With 59 percent of the vote and 33 delegates, Sanders won out over former Secretary of State Hillary Clinton, who brought in 40 percent of the vote and 34 delegates, following thousands of straw polls conducted in precincts across the state in which only registered Democratic Party members were allowed to vote.
At Democratic caucuses, preference polls are held which indicate delegates’ preferred candidates, though no official winner is picked immediately, unlike in other states. With the results in, Clinton counts as the unofficial winner of Colorado. Delegates at the precinct level will soon select delegates to a statewide convention, where the delegates will be finalized for the actual Democratic Party nominating convention, which officially takes place this summer.
A poll conducted by TargetPoint for the Washington Free Beacon found 49 percent of likely Democratic voters sided with Sanders over Clinton, who only scored 44 percent support in the poll. A total of 9 percent were undecided. The Feb. 16-17 poll included 1,144 likely Democratic voters and has a margin of error of plus or minus 2.98 percentage points.

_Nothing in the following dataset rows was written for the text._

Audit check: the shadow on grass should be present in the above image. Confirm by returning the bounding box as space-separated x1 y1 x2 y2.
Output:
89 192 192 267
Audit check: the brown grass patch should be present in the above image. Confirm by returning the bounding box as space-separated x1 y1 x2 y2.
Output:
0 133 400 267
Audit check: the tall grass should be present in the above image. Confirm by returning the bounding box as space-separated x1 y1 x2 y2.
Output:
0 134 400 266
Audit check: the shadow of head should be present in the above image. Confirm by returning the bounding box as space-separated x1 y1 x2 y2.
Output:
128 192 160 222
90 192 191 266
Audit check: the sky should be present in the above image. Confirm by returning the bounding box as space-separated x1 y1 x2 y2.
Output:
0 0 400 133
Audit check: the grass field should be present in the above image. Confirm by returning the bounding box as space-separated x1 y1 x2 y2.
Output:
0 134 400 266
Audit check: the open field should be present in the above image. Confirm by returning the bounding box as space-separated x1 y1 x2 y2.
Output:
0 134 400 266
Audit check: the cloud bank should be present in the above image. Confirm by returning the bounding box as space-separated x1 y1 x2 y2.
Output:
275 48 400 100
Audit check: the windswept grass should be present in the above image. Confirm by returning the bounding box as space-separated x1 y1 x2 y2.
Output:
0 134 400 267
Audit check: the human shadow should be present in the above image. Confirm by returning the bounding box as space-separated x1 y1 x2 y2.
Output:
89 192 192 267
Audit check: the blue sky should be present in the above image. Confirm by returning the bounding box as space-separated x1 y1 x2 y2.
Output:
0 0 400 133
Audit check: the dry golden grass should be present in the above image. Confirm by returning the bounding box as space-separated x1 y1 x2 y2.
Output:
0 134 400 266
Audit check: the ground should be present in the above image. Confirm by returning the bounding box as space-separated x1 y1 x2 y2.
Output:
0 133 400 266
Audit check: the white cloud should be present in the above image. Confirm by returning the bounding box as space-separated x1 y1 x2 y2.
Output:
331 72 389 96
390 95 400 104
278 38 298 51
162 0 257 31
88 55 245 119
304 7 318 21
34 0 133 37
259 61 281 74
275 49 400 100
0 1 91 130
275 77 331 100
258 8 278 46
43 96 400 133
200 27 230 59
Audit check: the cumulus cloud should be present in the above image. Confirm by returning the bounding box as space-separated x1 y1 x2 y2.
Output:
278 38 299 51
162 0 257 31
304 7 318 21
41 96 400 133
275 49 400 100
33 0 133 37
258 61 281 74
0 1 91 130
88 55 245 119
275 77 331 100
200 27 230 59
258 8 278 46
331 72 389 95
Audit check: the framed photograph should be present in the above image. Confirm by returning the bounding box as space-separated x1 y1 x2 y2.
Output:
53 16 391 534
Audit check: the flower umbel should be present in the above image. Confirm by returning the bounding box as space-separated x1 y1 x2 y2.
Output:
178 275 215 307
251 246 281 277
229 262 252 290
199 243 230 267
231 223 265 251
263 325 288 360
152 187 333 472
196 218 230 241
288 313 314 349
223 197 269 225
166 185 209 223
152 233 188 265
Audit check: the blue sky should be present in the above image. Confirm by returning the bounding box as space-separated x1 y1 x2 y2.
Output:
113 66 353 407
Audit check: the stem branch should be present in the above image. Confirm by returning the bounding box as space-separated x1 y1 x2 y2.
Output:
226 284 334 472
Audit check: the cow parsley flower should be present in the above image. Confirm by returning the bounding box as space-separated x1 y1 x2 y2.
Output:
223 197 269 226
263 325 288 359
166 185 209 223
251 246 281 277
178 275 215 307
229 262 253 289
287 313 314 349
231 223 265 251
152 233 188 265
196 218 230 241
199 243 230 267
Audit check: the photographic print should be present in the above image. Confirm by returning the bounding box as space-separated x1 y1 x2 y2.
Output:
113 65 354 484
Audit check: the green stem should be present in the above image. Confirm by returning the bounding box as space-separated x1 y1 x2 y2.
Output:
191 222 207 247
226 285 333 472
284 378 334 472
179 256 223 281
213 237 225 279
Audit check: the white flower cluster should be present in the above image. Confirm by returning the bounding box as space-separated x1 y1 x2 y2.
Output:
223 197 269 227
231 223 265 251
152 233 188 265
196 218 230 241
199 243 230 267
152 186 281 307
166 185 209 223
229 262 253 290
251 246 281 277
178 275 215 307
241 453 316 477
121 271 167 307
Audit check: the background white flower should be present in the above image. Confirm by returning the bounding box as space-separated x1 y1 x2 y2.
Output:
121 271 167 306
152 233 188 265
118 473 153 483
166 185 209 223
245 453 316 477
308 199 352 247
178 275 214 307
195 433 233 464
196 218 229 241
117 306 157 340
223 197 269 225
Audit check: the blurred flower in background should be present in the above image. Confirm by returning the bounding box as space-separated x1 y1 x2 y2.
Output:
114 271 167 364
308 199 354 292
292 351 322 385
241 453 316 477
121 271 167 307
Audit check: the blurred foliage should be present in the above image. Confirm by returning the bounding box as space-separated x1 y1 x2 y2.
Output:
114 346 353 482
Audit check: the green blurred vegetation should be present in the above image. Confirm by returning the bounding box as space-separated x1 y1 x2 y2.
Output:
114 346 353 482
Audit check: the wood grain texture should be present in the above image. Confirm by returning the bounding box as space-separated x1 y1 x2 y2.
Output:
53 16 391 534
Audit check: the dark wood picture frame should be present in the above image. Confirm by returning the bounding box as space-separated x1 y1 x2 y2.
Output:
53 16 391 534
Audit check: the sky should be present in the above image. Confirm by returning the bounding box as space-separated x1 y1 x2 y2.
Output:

Colorado is hugely important because it serves as a swing state. During the last presidential election in 2012, Barack Obama scored 51 percent over Mitt Romney, who received 46 percent. The demographics of registered Democrats in Colorado favored Clinton from the start.
The Republican Party will allow delegates to place their support behind a candidate at a later date, as the party canceled its candidate preference poll in August.
Polls closed at 9:00 p.m. Colorado has 78 delegates, 12 of which are superdelegates.